Para la presidenta electa, el sur no es simplemente un bastión opositor, sino que debería ser un espejo que refleje las heridas abiertas de un país que todavía se niega a reconocerse de manera integral. Ignorar este descontento, o intentar aplacarlo únicamente con discursos transitorios, sería un error de cálculo fatal, puesto que el problema exige respuestas concretas y sostenidas.
El verdadero reto de la nueva presidenta comienza precisamente en ese escenario. No radica en convencer a sus detractores para que cambien su ideología, sino en demostrar la capacidad de una estadista, de una gobernante capaz de tender puentes sobre el abismo de la desconfianza. Asimismo, en tiempos de polarización extrema, el verdadero liderazgo debe trascender la confrontación entre bandos para abrazar un propósito superior.
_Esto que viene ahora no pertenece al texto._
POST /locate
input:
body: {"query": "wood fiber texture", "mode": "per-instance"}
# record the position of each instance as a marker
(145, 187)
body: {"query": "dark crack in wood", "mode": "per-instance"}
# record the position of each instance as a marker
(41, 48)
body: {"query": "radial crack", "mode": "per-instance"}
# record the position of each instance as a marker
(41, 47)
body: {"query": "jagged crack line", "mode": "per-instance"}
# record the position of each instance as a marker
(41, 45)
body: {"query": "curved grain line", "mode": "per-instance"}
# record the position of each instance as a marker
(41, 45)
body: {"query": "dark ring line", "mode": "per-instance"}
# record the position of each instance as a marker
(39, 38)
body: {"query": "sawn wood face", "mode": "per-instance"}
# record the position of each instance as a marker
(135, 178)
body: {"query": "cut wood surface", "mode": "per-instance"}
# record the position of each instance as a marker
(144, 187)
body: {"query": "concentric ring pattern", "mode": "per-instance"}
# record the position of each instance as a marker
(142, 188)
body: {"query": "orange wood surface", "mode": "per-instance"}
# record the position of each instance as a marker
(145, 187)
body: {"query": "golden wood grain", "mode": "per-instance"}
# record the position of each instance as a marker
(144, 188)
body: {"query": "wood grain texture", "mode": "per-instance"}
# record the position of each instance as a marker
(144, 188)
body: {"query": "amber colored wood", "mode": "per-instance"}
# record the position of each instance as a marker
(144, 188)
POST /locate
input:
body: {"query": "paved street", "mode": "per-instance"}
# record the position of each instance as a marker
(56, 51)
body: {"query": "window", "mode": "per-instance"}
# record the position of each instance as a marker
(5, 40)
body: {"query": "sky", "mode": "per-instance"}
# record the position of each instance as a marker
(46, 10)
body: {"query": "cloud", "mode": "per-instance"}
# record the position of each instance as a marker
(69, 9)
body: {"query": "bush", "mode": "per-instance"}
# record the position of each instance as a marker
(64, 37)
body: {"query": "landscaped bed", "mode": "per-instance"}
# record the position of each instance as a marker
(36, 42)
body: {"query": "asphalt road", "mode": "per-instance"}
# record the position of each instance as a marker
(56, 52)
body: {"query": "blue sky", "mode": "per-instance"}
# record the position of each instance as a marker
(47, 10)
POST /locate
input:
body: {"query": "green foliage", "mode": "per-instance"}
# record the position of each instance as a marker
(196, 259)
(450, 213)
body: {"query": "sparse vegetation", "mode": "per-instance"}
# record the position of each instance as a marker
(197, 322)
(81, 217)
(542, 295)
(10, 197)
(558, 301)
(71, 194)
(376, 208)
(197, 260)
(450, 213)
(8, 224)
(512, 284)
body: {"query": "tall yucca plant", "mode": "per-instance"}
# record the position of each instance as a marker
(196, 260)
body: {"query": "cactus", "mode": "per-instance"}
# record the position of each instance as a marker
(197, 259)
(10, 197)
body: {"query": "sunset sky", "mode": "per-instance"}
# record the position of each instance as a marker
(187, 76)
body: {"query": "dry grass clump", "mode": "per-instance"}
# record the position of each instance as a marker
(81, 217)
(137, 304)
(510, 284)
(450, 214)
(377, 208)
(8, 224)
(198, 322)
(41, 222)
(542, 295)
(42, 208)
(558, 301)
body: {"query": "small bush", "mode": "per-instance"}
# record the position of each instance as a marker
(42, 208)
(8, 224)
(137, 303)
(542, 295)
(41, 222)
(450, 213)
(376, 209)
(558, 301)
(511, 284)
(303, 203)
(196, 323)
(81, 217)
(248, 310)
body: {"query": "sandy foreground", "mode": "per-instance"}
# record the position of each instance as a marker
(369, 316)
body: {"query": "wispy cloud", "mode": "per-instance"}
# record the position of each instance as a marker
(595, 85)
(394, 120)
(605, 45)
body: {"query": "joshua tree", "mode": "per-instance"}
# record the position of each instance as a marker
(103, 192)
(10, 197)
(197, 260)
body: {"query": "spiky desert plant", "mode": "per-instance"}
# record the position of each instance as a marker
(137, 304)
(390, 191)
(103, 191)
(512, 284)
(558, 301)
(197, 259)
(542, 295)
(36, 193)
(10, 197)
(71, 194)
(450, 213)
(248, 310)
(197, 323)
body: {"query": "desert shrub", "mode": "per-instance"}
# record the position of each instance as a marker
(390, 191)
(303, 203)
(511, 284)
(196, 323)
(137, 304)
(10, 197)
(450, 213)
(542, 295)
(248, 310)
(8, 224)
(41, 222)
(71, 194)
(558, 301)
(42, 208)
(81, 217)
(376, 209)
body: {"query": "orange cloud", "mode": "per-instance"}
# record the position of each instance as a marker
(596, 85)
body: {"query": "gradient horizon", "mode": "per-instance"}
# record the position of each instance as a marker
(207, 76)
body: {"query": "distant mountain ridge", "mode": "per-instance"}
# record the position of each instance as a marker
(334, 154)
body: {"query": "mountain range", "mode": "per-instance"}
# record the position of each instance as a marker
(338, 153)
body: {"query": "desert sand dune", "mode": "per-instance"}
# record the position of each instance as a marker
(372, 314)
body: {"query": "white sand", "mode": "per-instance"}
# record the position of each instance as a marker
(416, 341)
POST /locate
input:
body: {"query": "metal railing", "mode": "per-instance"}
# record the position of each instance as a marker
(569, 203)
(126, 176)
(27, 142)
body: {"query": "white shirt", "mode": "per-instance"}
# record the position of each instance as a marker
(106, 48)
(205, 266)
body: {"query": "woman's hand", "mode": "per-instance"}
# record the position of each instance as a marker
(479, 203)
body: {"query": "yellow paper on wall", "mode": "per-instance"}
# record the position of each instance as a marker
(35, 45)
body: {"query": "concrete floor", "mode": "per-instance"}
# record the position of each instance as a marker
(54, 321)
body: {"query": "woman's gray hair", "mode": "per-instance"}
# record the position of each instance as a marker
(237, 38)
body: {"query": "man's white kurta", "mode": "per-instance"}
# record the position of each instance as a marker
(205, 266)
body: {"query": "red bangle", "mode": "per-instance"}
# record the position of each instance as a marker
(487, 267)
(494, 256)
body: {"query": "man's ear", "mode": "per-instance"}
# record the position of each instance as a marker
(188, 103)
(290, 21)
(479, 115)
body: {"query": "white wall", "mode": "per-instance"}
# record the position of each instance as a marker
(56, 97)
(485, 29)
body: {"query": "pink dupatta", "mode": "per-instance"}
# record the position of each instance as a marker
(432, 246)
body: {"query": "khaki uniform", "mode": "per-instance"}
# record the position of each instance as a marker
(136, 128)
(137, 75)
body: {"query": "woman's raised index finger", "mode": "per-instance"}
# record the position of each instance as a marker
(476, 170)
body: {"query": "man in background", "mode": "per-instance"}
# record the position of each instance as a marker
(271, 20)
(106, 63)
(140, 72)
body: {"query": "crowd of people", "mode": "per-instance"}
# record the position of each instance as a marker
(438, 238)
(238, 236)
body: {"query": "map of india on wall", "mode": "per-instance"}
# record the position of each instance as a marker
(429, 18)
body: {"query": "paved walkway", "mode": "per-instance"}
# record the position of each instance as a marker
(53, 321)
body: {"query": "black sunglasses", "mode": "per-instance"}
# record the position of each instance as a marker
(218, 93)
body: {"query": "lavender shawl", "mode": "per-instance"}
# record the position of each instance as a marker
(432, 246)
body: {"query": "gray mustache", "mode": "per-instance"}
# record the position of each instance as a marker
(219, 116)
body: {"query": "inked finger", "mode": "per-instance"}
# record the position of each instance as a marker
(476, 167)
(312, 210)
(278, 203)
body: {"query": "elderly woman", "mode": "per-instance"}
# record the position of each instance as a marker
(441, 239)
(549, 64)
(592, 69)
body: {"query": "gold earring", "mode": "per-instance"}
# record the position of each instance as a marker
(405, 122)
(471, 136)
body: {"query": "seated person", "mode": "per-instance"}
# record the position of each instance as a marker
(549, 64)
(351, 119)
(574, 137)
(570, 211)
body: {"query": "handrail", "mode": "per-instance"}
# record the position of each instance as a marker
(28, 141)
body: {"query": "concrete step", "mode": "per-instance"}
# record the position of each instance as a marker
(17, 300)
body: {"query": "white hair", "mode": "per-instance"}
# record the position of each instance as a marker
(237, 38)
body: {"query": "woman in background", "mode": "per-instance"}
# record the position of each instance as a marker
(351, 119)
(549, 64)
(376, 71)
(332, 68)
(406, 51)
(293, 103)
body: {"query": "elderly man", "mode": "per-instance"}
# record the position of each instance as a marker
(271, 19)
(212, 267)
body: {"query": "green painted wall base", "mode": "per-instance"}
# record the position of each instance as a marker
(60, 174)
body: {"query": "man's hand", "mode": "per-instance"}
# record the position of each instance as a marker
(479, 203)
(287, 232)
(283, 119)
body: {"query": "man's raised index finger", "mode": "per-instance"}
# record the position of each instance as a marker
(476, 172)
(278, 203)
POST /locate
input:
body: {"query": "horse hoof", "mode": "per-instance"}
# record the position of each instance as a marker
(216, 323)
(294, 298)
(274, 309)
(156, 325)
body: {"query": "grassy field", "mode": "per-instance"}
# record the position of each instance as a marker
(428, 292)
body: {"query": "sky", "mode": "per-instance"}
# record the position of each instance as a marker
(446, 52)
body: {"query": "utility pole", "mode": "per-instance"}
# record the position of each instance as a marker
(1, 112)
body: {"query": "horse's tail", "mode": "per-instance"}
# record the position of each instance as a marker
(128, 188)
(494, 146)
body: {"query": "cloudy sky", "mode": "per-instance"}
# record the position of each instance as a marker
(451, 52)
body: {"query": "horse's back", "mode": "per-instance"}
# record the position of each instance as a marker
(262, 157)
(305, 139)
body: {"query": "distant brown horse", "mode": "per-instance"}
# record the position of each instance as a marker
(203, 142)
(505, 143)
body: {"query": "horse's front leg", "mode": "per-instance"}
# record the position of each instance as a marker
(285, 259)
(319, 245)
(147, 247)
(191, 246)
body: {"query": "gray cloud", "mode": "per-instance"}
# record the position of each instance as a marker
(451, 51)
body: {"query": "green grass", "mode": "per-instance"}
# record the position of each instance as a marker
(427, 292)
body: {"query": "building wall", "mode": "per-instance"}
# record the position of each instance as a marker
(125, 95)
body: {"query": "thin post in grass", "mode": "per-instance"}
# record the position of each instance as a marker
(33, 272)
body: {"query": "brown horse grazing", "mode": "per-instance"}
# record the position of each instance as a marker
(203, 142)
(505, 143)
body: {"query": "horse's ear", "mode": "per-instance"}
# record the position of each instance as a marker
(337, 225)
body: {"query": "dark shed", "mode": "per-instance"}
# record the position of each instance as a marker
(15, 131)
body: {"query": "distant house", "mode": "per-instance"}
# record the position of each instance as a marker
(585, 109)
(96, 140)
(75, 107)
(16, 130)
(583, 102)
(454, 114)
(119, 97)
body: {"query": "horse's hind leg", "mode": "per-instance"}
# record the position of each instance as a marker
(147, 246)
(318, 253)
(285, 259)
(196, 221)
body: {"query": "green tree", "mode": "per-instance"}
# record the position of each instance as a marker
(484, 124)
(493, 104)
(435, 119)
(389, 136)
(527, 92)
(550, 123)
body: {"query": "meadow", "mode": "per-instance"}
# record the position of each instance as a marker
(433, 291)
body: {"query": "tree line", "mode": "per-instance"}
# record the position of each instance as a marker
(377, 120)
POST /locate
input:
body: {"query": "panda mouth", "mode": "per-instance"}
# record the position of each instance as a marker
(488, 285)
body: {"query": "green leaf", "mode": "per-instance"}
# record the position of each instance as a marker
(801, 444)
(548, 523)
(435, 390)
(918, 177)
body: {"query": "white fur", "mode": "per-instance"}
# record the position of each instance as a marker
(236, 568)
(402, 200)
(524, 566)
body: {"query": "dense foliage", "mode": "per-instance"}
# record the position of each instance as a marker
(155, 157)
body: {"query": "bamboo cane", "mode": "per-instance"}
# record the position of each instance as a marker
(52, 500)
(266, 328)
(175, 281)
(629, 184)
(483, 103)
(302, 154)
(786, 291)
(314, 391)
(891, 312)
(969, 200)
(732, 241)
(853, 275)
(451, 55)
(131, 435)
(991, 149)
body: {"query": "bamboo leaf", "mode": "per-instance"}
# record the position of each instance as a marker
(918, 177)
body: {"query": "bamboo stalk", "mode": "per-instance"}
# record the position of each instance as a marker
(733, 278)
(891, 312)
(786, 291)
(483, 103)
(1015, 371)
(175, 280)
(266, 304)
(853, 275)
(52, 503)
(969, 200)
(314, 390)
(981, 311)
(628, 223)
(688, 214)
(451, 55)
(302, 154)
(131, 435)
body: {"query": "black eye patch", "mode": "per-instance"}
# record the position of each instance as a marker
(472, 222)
Hoy, más que nunca, el futuro del país exige que nuestra mayor batalla cívica se centre en la búsqueda y en la lucha incansable por la unión nacional. Si no logramos sanar esta fractura histórica, el Perú seguirá siendo un archipiélago de rencores, condenado a la ingobernabilidad, puesto que ninguna nación puede consolidar su desarrollo mientras permanezca dividida por la desconfianza y el resentimiento.